The Real “Young Pope” Was Worse, Plunged Rome Into Scandal

Modern-day celebrity stories are often sensationalized by filmmakers. But scandalous historical figures often have their cracks smoothed over by Hollywood. For instance, the convenient skipping-over of the execution of loyal Thomas Cromwell in The Private Life of King Henry VIII, or the relatively mild portrayal of over-the-top insane Roman Emperor Commodus in Gladiator.

HBO’s The Young Pope is no exception. The small-screen character Pius XIII, an amalgamation of scheming Pope John XII and other corrupt Popes, can be sympathetic to the audience at times and even earns a grudging respect from some of the older clergy. But the real-life “Young Pope” was a high-school aged Prince of Rome with a penchant for sexual affairs, political under-handedness and rule-breaking…even dying in bed with a married woman.

Pope John XII was “possibly the worst Pope who ever lived,” offers Ken Pennington, a professor at Catholic University of America, in a recent interview with TIME magazine.

His rule began in the 10th Century – with a broken law. When Pope-to-be’s father Duke Alberic II asked the clergy to install his bastard son in their highest seat, the sitting Pope was alive and kicking. But the church granted the Duke’s out-of-order request.

In 962 AD, the young Pope John XII crowned King Otto I the Holy Emperor of Rome, in exchange for a military alliance with Germany. But months later, the Pope stabbed Otto in the back by aligning with a rival ruler. The King would later try to unseat his disloyal new acquaintance, nearly succeeding.

As bothersome as his war-time scandals, the green-horned but lustful Pope John XII nearly turned the Pope’s palace into a cat house. “He was a randy Pope,” says Pennington in the TIME report. “He had many women in the Lateran.”

But just like a Trump or a Clinton, Pope John XII was hated by enemies but defended by many, with some historians still claiming that the boy wasn’t all that bad. ““His genuine interest in church reform has often been overlooked,” claims Kevin Madigan, a Professor of Ecclesiastical History at Harvard.
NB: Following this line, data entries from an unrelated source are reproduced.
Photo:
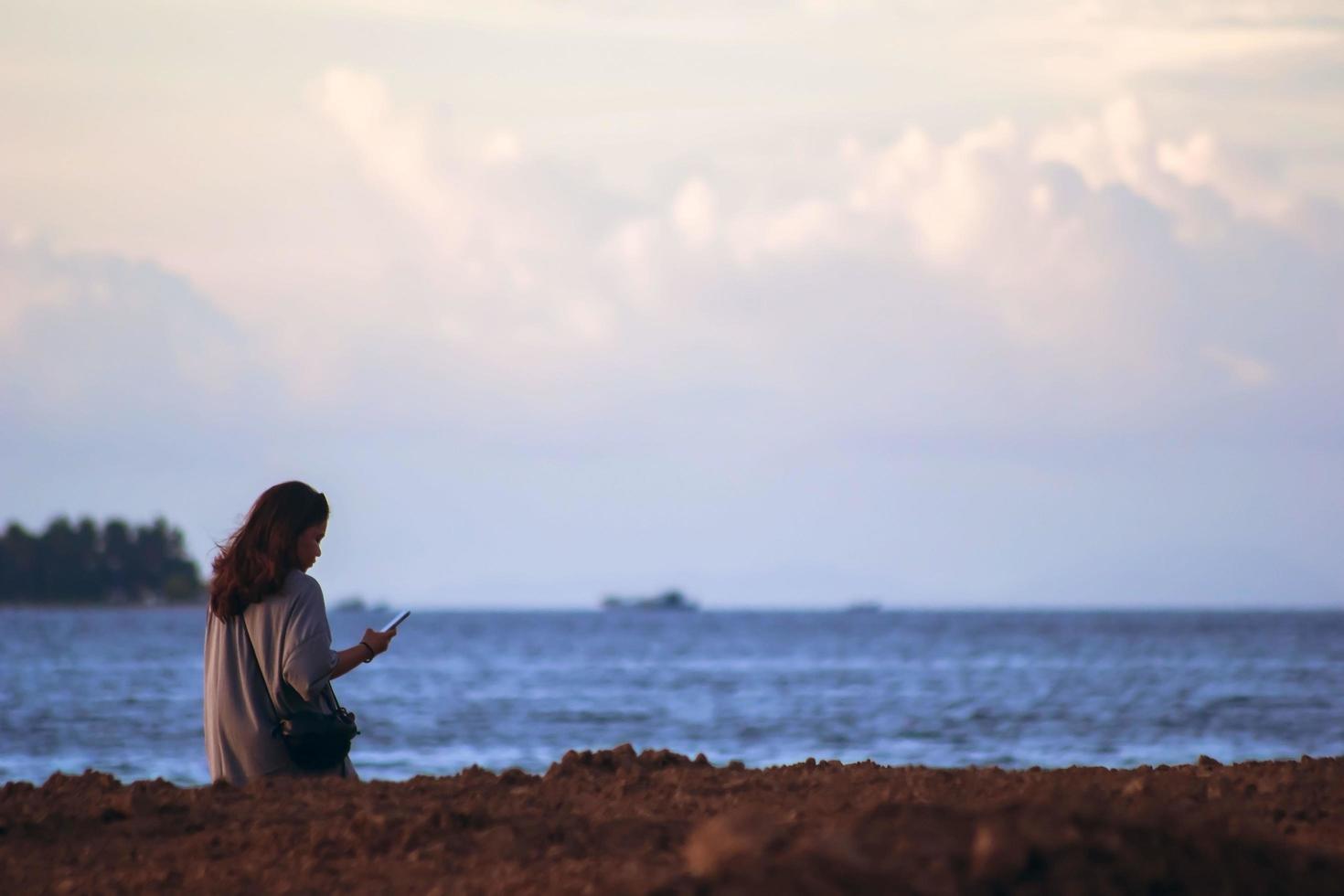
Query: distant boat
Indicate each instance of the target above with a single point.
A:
(674, 601)
(864, 606)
Fans and critics cannot figure out if The Young Pope is meant to be a comedy, a drama, or an experimental riff on Catholic history. But the show captures the volatile nature of Rome as very different men replace one another in its most powerful seat. As doomed Archbishop Gilday put it in The Godfather Part III, “You would do well to remember…that this Pope has very different ideas than the last one.”